La tercera opción, vaya uno a saber por qué, ha sido y sigue siendo la preferida de muchos gobernantes, originando un sinfín de inconvenientes para la humanidad en su conjunto. Por una simple cuestión de proximidad geográfica, las naciones tendían a guerrear con las naciones vecinas. Pero con el desarrollo del transporte, pronto descubrieron que era mucho más práctico someter a otros pueblos más alejados, pero en inferioridad militar. De esta forma surgió el fenómeno del colonialismo. Evidentemente, las naciones colonizadoras no reconocían abiertamente sus verdaderas motivaciones, sino que inventaban toda suerte de excusas, a cuál más peregrina, como llevarles la fe verdadera y la civilización. El hecho de que la fe verdadera y la civilización fueran incompatibles con el horror de la guerra, la muerte, la esclavitud y el robo, era un detalle sin importancia que cualquier relato nacionalista podía soslayar fácilmente.

Estas naciones experimentaron un fuerte crecimiento económico y sus ciudadanos alcanzaron un bienestar material inimaginable hasta entonces. Sus ciudadanas un poco menos, dado el machismo imperante. Sea como fuere, todos (gobierno, élites y populacho) estaban encantados de la vida y tuvieron la ocurrencia de denominar «desarrollo» a ese estado de pseudofelicidad. Automáticamente, el resto de naciones y pueblos se convirtieron en «subdesarrollados». Y eso al margen de cualquier otra consideración sobre los valores o la concepción del mundo de esas personas (y de sus derechos, obviamente). Es decir, quedó establecido que el único criterio válido para definir el desarrollo humano era, resumiendo, el PIB.
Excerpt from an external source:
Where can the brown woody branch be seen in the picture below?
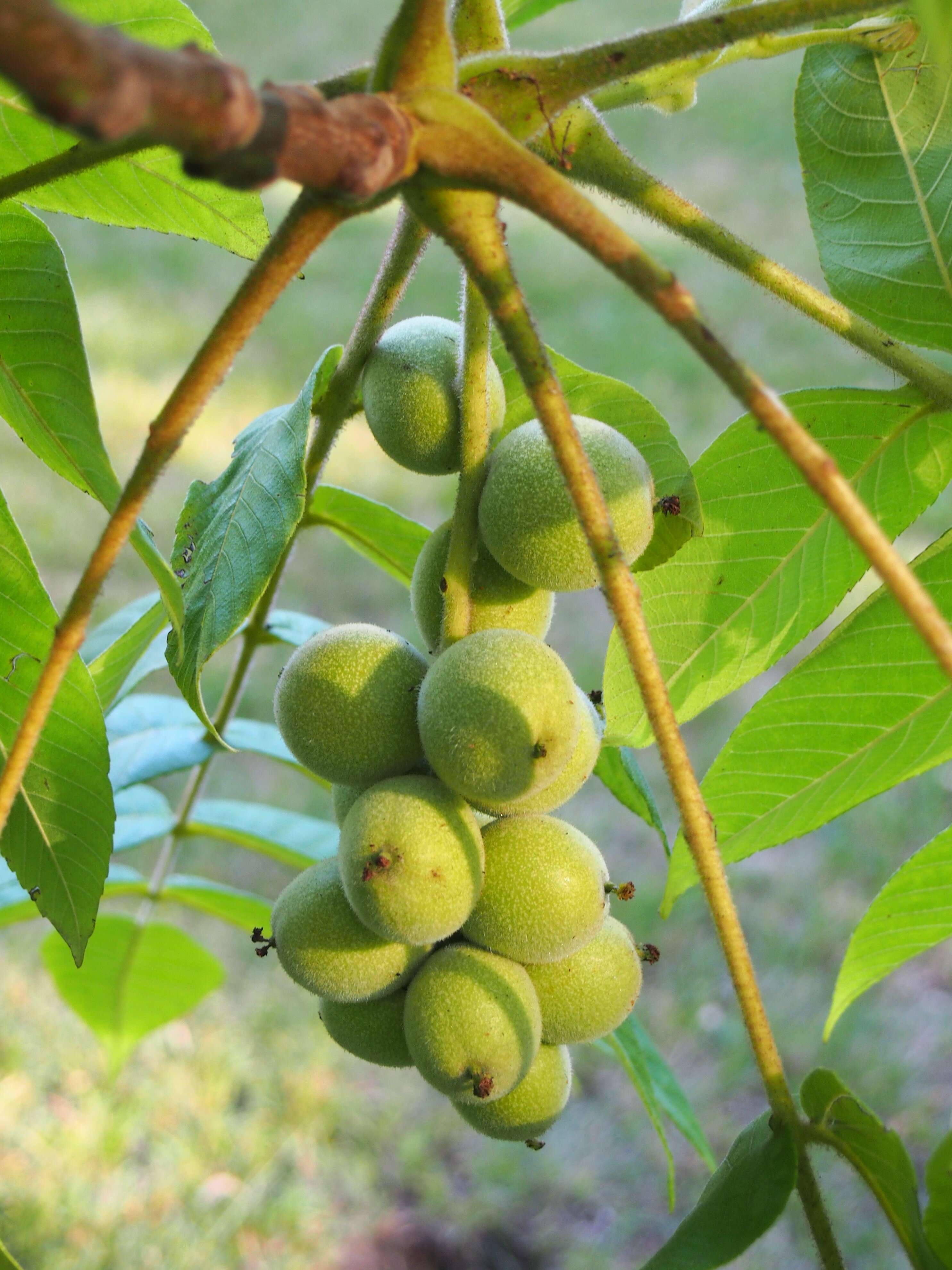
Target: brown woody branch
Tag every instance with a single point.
(107, 87)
A partir de ahí todo vino rodado. El desarrollo es bueno y el subdesarrollo es malo, claro. De donde se deduce que los «desarrollados» son diligentes, inteligentes y buenos, y los «subdesarrollados», indolentes, torpes y malos, incapaces de desarrollarse. Por tanto, los primeros quedaron legitimados y los segundos, condenados.

En este momento existen dos flujos principales: 1. Desde los países «subdesarrollados» a los «desarrollados»: Materias primas, energía y curro humano, todo, con suerte, comprado a bajísimo precio. 2. Desde los países «desarrollados» a los «subdesarrollados»: Residuos (aunque parte de este flujo es global, porque las emisiones a la atmósfera y los vertidos al mar no conocen fronteras).

La conclusión es que el desarrollo de las naciones «desarrolladas» se ha producido, y continúa produciéndose, a costa del subdesarrollo de las naciones «subdesarrolladas». O dicho de otra forma, para que haya ricos (materialmente hablando), tiene que haber pobres. Hay gente que lo niega, pero me parece difícil de rebatir que, en un redondeta finito, el crecimiento material es un juego «de suma cero». Es decir, repartir lo que hay: si unos tienen mucho, los otros tienen poco. Las naciones «subdesarrolladas» no podrán jamás alcanzar el actual nivel de vida de las «desarrolladas», simplemente porque no hay recursos suficientes en el redondeta (aunque falte Groenlandia por explotar).

El último truco de las naciones «desarrolladas» fue inventar el concepto de «desarrollo sostenible», con el fin de acallar (o entretener) a las almas de cántaro. Pero la única solución posible es llegar a la igualdad en un punto intermedio. Ni siquiera basta con que las naciones «desarrolladas» dejen de crecer. Tienen que decrecer un poco (o bastante).

Pero «decrecimiento» es una palabra maldita. Y algunos iluminados pretenden llevarnos a Marte.